# Becoming an Egg Donor/Sharing Eggs



## chickchick (Oct 10, 2007)

Hi All 

I'm in the process of becoming and egg donor in London.

I've had all my blood tests and have been approved (though they are just waiting on one last result before 100% confirmation) and have a planning meeting and counselling session (mandatory) scheduled for mid-June.
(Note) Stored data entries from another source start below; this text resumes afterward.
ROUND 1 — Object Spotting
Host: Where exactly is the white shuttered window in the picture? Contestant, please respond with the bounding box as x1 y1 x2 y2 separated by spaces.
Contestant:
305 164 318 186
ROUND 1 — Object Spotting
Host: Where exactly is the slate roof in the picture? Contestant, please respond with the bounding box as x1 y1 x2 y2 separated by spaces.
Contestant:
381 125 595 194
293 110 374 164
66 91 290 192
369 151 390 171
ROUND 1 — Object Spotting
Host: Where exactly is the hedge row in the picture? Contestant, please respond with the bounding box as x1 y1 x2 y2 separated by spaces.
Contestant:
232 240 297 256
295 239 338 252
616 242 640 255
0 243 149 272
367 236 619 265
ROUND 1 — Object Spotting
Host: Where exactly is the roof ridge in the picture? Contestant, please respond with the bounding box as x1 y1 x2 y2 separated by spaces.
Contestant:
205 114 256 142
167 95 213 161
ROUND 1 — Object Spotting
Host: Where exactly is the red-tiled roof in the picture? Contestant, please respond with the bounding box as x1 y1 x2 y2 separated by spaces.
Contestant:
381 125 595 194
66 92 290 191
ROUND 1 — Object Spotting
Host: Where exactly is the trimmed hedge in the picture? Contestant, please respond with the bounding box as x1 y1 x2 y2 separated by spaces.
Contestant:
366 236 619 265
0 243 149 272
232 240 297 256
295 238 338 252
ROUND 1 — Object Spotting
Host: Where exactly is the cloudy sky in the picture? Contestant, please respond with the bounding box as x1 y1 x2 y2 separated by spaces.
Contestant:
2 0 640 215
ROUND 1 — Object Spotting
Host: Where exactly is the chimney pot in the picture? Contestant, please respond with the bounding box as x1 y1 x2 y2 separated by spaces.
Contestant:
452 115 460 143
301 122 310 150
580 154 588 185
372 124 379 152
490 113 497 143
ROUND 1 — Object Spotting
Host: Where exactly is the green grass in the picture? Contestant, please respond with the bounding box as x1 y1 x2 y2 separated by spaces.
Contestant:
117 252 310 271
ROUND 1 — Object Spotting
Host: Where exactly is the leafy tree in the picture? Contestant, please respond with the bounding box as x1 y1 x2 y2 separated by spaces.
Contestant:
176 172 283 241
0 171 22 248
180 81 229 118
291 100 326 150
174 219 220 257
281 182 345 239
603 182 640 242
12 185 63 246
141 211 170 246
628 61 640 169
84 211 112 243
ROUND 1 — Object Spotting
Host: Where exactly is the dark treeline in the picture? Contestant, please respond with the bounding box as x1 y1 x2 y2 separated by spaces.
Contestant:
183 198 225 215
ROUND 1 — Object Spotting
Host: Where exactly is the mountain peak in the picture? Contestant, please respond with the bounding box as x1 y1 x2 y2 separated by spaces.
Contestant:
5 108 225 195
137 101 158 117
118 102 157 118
Then I guess it's a case of waiting to see if they can match a recipient to me and then synching our cycles so that we can both go ahead with IVF (DP has low s/c - all my levels are fine).

Has anyone else been through this process and do you have any advice?  Did it take very long to find a match to you and were you able to get a good amount of eggs for both you and your receipient to use?  And were you succesful?

Any advice and general thoughts would be very much appreciated. 

Best wishes 

Hayley x


----------



## watn1 (Mar 14, 2008)

Hi Hayley,

I am just on the start of my journey as a egg sharer in the West Midlands. I am also having my treatment as a result of Male factor problems (My partner had a vasectomy 10 years ago) We have our Planning Meeting on the 13th june and will be looking to start July time.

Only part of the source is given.